Se Francisco tivesse dito algo semelhante em relação a Bolsonaro ou Trump, também ninguém reagiria?

O mundo está de pernas para o ar e Portugal não foge à regra. Antes pelo contrário.

Estas primeiras décadas do terceiro milénio ameaçam ficar para a História como as mais estúpidas de sempre. É tudo um absurdo. Parece que já não há quem escape.

Veja-se agora o que nos havia de acontecer com a denúncia de três investigadoras da Universidade de Coimbra que envolvem em casos de assédio sexual dois reputados professores catedráticos, sendo um deles Boaventura Sousa Santos.

Tratando-se do que se trata, não poderia o país deixar de sentir-se chocado.

E, tratando-se de quem se trata, não dá para não parafrasear João Galamba: nem sei bem o que dizer.

O melhor, como conclui Cavaco Silva, é «não fazer quaisquer comentários».

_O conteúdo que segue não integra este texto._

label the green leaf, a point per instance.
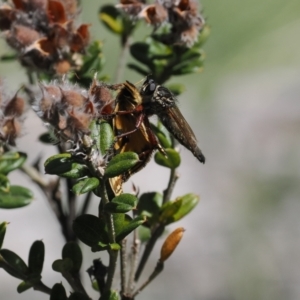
(24, 286)
(78, 296)
(85, 185)
(72, 251)
(138, 69)
(127, 229)
(140, 51)
(93, 60)
(188, 203)
(90, 230)
(176, 210)
(62, 265)
(204, 35)
(17, 196)
(168, 211)
(46, 138)
(110, 295)
(64, 165)
(4, 184)
(94, 128)
(144, 234)
(111, 18)
(106, 137)
(172, 160)
(149, 204)
(36, 257)
(188, 67)
(8, 57)
(176, 88)
(10, 161)
(15, 262)
(121, 204)
(3, 226)
(121, 163)
(58, 292)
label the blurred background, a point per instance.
(243, 239)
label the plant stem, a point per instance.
(113, 254)
(135, 252)
(39, 286)
(122, 60)
(148, 249)
(123, 265)
(75, 283)
(171, 184)
(160, 228)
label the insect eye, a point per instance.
(150, 88)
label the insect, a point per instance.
(132, 131)
(158, 100)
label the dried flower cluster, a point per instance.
(70, 109)
(11, 110)
(182, 15)
(43, 33)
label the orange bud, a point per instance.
(171, 243)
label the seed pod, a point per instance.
(171, 243)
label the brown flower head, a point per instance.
(44, 33)
(69, 109)
(11, 117)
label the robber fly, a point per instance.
(158, 100)
(132, 131)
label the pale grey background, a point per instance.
(242, 241)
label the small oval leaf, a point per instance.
(150, 204)
(72, 251)
(36, 257)
(10, 161)
(4, 183)
(58, 292)
(106, 137)
(121, 163)
(90, 230)
(3, 226)
(188, 203)
(64, 165)
(78, 296)
(121, 204)
(85, 185)
(127, 229)
(172, 160)
(111, 18)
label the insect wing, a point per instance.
(140, 140)
(174, 121)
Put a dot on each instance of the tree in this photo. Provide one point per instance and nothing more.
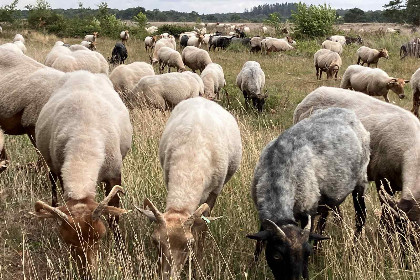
(355, 15)
(313, 21)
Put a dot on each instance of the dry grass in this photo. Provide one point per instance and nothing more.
(32, 249)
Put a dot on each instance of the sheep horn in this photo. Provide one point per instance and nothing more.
(40, 205)
(270, 225)
(97, 213)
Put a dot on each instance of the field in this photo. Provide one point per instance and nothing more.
(32, 248)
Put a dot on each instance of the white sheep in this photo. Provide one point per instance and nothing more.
(83, 133)
(213, 80)
(374, 82)
(370, 56)
(327, 61)
(251, 81)
(167, 90)
(192, 178)
(169, 57)
(195, 58)
(332, 46)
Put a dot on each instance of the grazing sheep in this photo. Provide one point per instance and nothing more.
(332, 46)
(119, 54)
(66, 60)
(327, 61)
(124, 36)
(310, 167)
(167, 90)
(149, 43)
(195, 58)
(415, 86)
(370, 56)
(213, 80)
(394, 141)
(169, 57)
(91, 38)
(83, 132)
(374, 82)
(125, 77)
(19, 37)
(193, 180)
(251, 81)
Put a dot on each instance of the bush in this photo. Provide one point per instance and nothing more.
(313, 21)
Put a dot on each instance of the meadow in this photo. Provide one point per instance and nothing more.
(32, 249)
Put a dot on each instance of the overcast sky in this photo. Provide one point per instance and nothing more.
(200, 6)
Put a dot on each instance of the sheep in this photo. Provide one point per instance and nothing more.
(327, 61)
(119, 54)
(124, 36)
(66, 60)
(19, 37)
(415, 86)
(370, 56)
(195, 41)
(91, 37)
(125, 77)
(167, 90)
(310, 167)
(394, 138)
(193, 180)
(251, 81)
(195, 58)
(374, 82)
(332, 46)
(213, 80)
(170, 58)
(83, 132)
(149, 43)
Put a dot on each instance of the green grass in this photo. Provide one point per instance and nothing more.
(32, 249)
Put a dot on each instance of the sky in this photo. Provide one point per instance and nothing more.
(200, 6)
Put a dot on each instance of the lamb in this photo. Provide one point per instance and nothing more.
(370, 56)
(83, 132)
(332, 46)
(195, 58)
(149, 43)
(124, 36)
(374, 82)
(312, 166)
(66, 60)
(167, 90)
(170, 58)
(92, 37)
(213, 80)
(19, 37)
(394, 134)
(193, 180)
(251, 81)
(125, 77)
(327, 61)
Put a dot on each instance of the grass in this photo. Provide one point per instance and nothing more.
(32, 249)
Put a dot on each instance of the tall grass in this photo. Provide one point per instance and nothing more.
(32, 249)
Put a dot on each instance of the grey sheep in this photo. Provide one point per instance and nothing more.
(310, 167)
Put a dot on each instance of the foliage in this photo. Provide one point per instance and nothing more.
(313, 21)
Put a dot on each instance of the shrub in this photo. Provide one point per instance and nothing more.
(313, 21)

Antes de situar as declarações de Galamba e de Cavaco, apenas uma nota sobre o escândalo de Coimbra: Boaventura Sousa Santos veio a terreiro declarar que a denúncia de que é alvo é uma «difamação anónima, vergonhosa e vil». Convenhamos: anónima, não é – há três investigadoras que a subscrevem –; vergonhosa, é – com toda a certeza!; vil, a investigação o dirá – vamos aguardar pelas conclusões.

Quanto a João Galamba e à sua frase «Nem sei bem o que te hei de dizer», tem tudo a ver com o caso da TAP, paradigmático do que é a governação de António Costa e da relação de promiscuidade do PS com a Administração Pública e o setor empresarial do Estado.

A frase foi dita durante o primeiro encontro público que o ministro das Infraestruturas teve com o  chairman da TAP, Manuel Beja, num contexto em que este último aproveitou para se queixar de ter sido votado ao esquecimento pelo anterior titular da pasta, Pedro Nuno Santos.

 O mesmo Manuel Beja que foi à comissão de inquérito dizer que a sua demissão foi motivada por «conveniência política e partidária».

O problema é que a sua nomeação também o foi. Como são quase todas com este PS. Até aquelas que não são publicadas em Diário da República, a ver se passam.

Já quanto ao ex-Presidente Cavaco, lembrando que há semanas alertara «que a política portuguesa estava perigosa», veio agora constatar que, «de então para cá, deteriorou-se muito», e, por isso, entende não dever fazer «quaisquer comentários».

Não precisa, porque disse tudo.

Só não ouve quem não quer.

Enquanto isso, comem-nos a carne e chupam-nos os ossos. E não há quem lhes ponha a língua de fora. A não ser o mesmo de sempre, mas logo deixando claro que é só por brincadeira, ainda que nada inocente e jocosa.